The pigment molecules (chlorophylls a and b, and the carotenoids) in a leaf are CLUSTERED TOGETHER in assemblies of 200-300 molecules. Together, these pigments act as an antenna to capture light energy. When one of these pigments absorbs a photon of light, an excited electron is generated that is passed from pigment molecule to pigment molecule until it reaches a special chlorophyll a molecule (the reaction center) in the antenna assembly. The reaction center is associated with another molecule called the primary electron acceptor that will act as the FIRST electron-carrier in an electron-transport chain.
The COMBINATION of the antenna molecules, reaction center, and primary electron acceptor is called a photosystem. There are actually TWO kinds of photosystems in the thylakoid membrane:
Photosystem II-- has a reaction center called P680 (a chlorophyll a molecule that preferentially absorbs light of 680 nm wavelength).
Photosystem I-- has a reaction center called P700 (a chlorophyll a molecule that preferentially absorbs light of 700 nm wavelength).
These two photosystems are LINKED TOGETHER in the light reactions.
Unit 7.8 – In the Light Reactions, Electron Transport Chains Generate ATP, NADPH, and O2
THE FUNCTION OF THE LIGHT REACTIONS:
Water is split to yield both electrons and hydrogen atoms (H) that will be carried by the “electron-shuttle” NADPH. Oxygen (O2) is produced as water is split.
PRODUCTS of the light reactions: ATP, NADPH, O2
Steps in the light reactions:
1) Light is absorbed at photosystem II and funneled to P680 reaction center.
2) Water is split, and electrons are boosted (“exited”) by absorbed energy
3) Excited electrons pass from P680 to primary electron acceptor
4) Electrons pass through a FIRST electron transport chain—ATP is generated by chemiosmotic phosphorylation
5) Electrons enter photosystem I, where they receive ANOTHER BOOST from light absorbed at 700 reaction center.
6) Electrons pass down a SECOND electron transport chain, to NADP+, reducing it to NADPH.
Thus, TWO electron-transport chains are involved in the light reactions.
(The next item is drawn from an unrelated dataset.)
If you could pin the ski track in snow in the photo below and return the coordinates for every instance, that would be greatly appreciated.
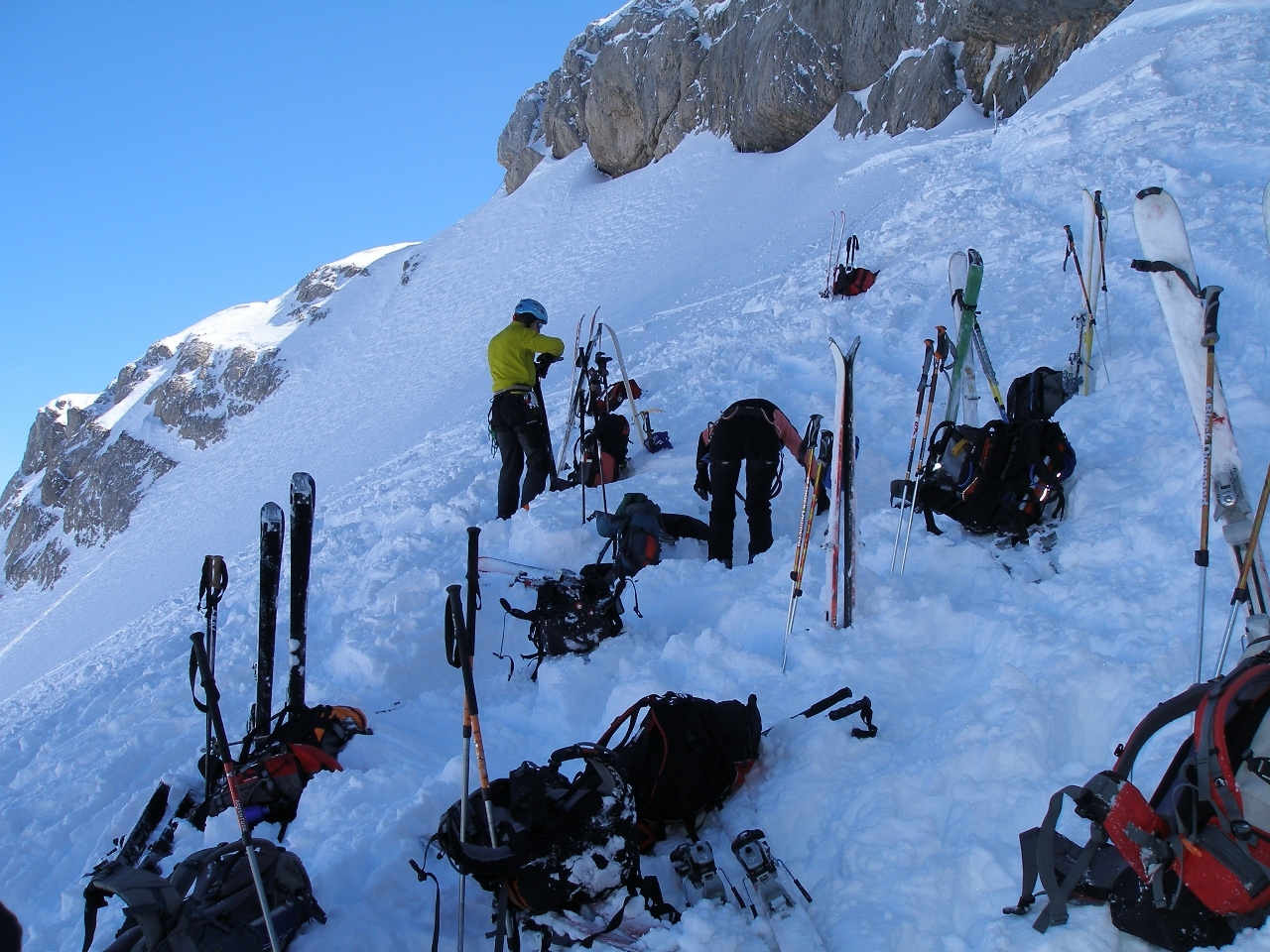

As we saw in Chapter 6, in cellular respiration, some ATP synthesis occurs by “substrate-level phosphorylation”, and but most occurs by “chemiosmotic phosphorylation” .
Recall that chemiosmotic phosphorylation differs from substrate-level phosphorylation in that chemiosmotic phosphorylation involves the hydrogen ion concentration gradient generated by the electron-transport chain. In photosynthesis, the ATP is generated ENTIRELY by chemiosmotic phosphorylation. Because the energy to drive chemiosmotic phosphorylation in photosynthesis is provided by LIGHT, the process is called photophosphorylation.
The processes of chemiosmotic ATP synthesis in cellular respiration and in the light reactions of photosynthesis are very similar and share these common features:
1) electrons flow from a high-energy state to a low-energy state as they are passed from one electron-carrier in the chain to the next.
2) electron-carriers in the chain pump hydrogen ions (H+) across membrane to generate a concentration gradient.
3) H+ ions seeking to return back across the membrane are channeled through a special enzyme “port” (ATP synthase), that adds a phosphate group to ADP to generate ATP.
However, the processes of chemiosmotic ATP synthesis in cellular respiration and photosynthesis differ in two important respects:
1) In respiration, the final electron acceptor in the electron-transport chain is OXYGEN. In photosynthesis, the final electron acceptor in the electron-transport chain is NADP+.
2) In respiration, H+ ions are pumped across the inner mitochondrial membrane. In photosynthesis, H+ ions are pumped across the thylakoid membrane, into the thylakoid compartment.
Inputs = CO2, + ATP and NADPH (from light reactions!)
Products = GLUCOSE (C6H12O6)!! + ADP + + NADP+
An important intermediate in the Calvin Cycle is a 3-carbon molecule called glcyeraldehyde-3-phosphate or G3P, that is used not only for the production of glucose, but can be used by plants as a BUILDING BLOCK for other organic molecules as well.